Quant à l’enquête de police, il assure que celle-ci est "terminée". "Pour l’heure, on est en attente de la décision du parquet. Il n’y a pas de difficultés à ce niveau-là, sinon je ne me serais pas présenté aux élections municipales."

Même si la présomption d’innocence prévaut, ces accusations de harcèlements moral et sexuel ne sont-elles pas de nature à fragiliser sa candidature ? L’intéressé répond : "De la part de certaines personnes, c’était une volonté délibérée de me nuire. Je laisse les électeurs décider par eux-mêmes. La seule chose que je sais, c’est que je suis un homme qui a un casier judiciaire vierge et que je n’ai jamais été poursuivi. J’ai reçu, dans le cadre de cette campagne, le soutien d’un parti politique, celui du Rassemblement national."

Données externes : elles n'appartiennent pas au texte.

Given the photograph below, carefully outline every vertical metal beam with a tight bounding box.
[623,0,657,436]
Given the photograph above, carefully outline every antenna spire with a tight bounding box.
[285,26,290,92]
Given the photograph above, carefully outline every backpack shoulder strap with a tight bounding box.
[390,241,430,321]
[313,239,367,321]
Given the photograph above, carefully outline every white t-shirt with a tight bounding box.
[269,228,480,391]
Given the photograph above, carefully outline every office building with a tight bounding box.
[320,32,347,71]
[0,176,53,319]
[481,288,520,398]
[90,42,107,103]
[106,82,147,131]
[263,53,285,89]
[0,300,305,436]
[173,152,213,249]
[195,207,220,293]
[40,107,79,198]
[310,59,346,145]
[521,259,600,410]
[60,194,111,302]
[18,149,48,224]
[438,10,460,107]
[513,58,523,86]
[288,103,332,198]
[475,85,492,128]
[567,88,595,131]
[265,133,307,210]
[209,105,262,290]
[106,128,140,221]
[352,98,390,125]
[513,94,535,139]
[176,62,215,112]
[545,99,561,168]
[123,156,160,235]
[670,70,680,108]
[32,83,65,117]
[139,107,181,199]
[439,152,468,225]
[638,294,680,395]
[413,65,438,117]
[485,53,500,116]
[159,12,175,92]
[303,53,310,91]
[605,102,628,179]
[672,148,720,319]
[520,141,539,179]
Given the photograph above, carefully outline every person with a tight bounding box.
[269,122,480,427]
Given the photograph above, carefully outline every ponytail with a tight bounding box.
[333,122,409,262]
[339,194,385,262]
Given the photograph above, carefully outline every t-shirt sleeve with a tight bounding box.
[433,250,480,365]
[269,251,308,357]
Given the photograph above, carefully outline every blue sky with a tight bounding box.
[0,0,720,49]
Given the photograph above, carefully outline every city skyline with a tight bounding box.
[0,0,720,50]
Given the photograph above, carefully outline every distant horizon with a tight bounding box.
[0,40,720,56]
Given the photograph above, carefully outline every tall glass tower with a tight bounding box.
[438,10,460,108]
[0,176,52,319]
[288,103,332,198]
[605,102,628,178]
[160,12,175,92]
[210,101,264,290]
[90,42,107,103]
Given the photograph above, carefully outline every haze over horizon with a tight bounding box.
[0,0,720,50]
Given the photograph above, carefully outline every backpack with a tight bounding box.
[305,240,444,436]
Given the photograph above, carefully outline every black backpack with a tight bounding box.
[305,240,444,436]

Et de conclure : "Je compte bien déposer plainte pour dénonciation calomnieuse contre toute personne qui se permettrait d’attaquer mon intégrité sur des faits non prouvés et porter plainte pour diffamation publique contre toute personne qui diffuserait des éléments partials et infondés à mon encontre."

* Deux recours en annulation ont été déposés par Stéphane Manfredi auprès du tribunal administratif de Nice pour « excès de pouvoir ». La procédure est toujours en cours.